Fri | Jun 7, 2024

‘A day in prison is like 1,000 years’

Kartel’s attorney to seek release days before retrial hearing

Published:Tuesday | May 14, 2024 | 12:11 AMAndre Williams/Staff Reporter
Entertainers Vybz Kartel (left) and Shawn Storm leave the Home Circuit Court in April 2014.

Sixty days after the United Kingdom (UK)-based Privy Council quashed the murder convictions of Vybz Kartel and his three co-accused, the Supreme Court yesterday began hearing a habeas corpus application filed on behalf of three of the accused.

Following six orders by Justice Andrea Thomas yesterday, the matter was adjourned until the end of this month.

Attorney Isat Buchanan, who represents Kartel, whose real name is Adidja Palmer, Shawn Storm and Andre St John, is seeking, based on what he cites as a gap in the law, to have three of the accused freed, at least 11 days before a retrial hearing at the Jamaican Court of Appeal.

“One can appreciate that the liberty of the men is left unanswered. The men are in no man’s land as it is. One would call it ‘La La Land’... . It’s a lacuna in the law where you’re not convicted, you’re not charged, but you’re held in abeyance. I think in terms of where the law is, that the legislators would have needed to make certain amendments to account for a situation where conviction is quashed, but the matter is not yet before the court,” Buchanan reasoned.
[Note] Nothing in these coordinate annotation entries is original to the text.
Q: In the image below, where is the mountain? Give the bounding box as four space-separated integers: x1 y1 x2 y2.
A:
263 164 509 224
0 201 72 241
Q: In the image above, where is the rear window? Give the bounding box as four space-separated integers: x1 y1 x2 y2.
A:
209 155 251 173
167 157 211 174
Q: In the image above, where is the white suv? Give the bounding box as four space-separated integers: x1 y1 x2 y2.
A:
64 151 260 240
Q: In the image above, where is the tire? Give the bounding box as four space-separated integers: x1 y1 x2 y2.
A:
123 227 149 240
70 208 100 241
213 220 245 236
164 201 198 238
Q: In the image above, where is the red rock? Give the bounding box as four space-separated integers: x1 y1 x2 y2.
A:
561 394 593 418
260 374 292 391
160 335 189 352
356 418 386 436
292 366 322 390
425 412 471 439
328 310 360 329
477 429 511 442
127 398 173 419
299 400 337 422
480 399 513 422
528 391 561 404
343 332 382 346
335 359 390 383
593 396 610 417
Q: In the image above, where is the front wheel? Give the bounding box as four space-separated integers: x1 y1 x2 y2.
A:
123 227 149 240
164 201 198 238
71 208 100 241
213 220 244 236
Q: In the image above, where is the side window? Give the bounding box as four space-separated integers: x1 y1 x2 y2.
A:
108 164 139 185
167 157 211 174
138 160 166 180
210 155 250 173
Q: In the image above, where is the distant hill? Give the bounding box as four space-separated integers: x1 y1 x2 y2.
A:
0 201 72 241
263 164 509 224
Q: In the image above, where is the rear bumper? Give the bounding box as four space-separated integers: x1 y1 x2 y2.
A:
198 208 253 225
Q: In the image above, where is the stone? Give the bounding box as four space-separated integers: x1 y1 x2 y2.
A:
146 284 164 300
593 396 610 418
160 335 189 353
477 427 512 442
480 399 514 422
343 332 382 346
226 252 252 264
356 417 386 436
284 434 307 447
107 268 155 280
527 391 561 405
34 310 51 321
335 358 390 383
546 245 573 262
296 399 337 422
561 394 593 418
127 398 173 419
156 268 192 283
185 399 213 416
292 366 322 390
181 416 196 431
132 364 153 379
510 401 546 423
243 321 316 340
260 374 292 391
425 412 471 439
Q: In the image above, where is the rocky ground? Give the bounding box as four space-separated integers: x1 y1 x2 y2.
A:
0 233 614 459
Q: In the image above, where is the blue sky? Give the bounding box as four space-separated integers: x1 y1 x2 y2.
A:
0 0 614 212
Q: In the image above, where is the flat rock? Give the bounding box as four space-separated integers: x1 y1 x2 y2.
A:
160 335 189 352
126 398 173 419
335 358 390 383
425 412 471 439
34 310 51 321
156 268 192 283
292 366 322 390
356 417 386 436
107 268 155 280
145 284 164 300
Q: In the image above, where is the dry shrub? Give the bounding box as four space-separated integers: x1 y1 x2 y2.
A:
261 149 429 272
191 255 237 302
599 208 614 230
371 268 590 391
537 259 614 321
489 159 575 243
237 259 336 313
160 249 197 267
The retrial hearing is set to begin on June 10 and is expected to last five days.

On March 14, the UK Law Lords sent the case back to the Court of Appeal for a decision on whether the men should face retrial for the 2011 murder of Clive ‘Lizard’ Williams.

The fourth accused, Kahira Jones, is not a party to the habeas corpus proceedings because he has another matter before the court.

Yesterday, Buchanan told the court that there are issues that took place that he did not wish to put on record. He would only say the defence was also handicapped by “events of nature”, seemingly in reference to why he was now before the civil division of the Supreme Court and unwilling to await the retrial hearing for a decision.

Speaking with The Gleaner later, Buchanan said, “For me, a day in prison is like a thousand years. And so for that reason one can appreciate that having your conviction set aside, quashed, and to be still in prison awaiting that, it can be very stressful. And, certainly, just in terms of increasing or advancing the jurisprudence so that we can give effect to the Constitution, we found that it was necessary to do so.”

When asked how Palmer was doing, he said, “I would say, at this time, it’s been a good time to be waiting on a hearing, and for those reasons I can say that I would not be doing good.”

Back in court, Thomas said that, having read the law and come to some understanding, she could have made a decision yesterday. However, the matter involved the Office of the Director of Public Prosecutions (ODPP) and she wanted the application to be served on that office.

“The judge was of the view that the director of public prosecutions is an interested party, as well as, for the jurisprudence, that proper submissions be put before the court by those parties,” Buchanan would later tell the media, seeking to explain the reason for Monday’s early adjournment when the matter was set to be heard over three hours.

Thomas, who reasoned with Buchanan about the law during the hearing, told the court that the men were certainly not acquitted.

“I could ask you certain questions. I could ask you … was there a complete acquittal? There is no conviction but was there acquittal? Because that’s where we start … there is no acquittal, yes? We are awaiting a decision. So, if there is no acquittal, the situation would refer for there to be a retrial.”

Buchanan said he would simply ask the court for the submissions to be ventilated and it was entirely a matter for the judge.

“That is the question for the court to answer, because if it reverts to that situation, then there is a situation within the Constitution,” Buchanan said.

“Yes, but because the matter is before a particular court that is where you make that application,” Thomas replied.

“My lady, that particular application, based on the law, is not an application that that competent court has any jurisdiction to intervene, which would be the issue of bail,” Buchanan said.

Thomas ordered that the matter be adjourned until May 29 and 30.

The DPP should also be added as an interested party and documents be served by the defence on the DPP by 4 p.m. yesterday.

An amended application, adding the DPP, was to be filed on of before today.

The DPP is to file a response to include submissions on or before May 20 and costs of the application are to be drafted.

The superintendent of Tower Street Adult Correctional Centre, where the men are being housed, is also a respondent in the application.

That entity is represented by attorneys of the director of state proceedings.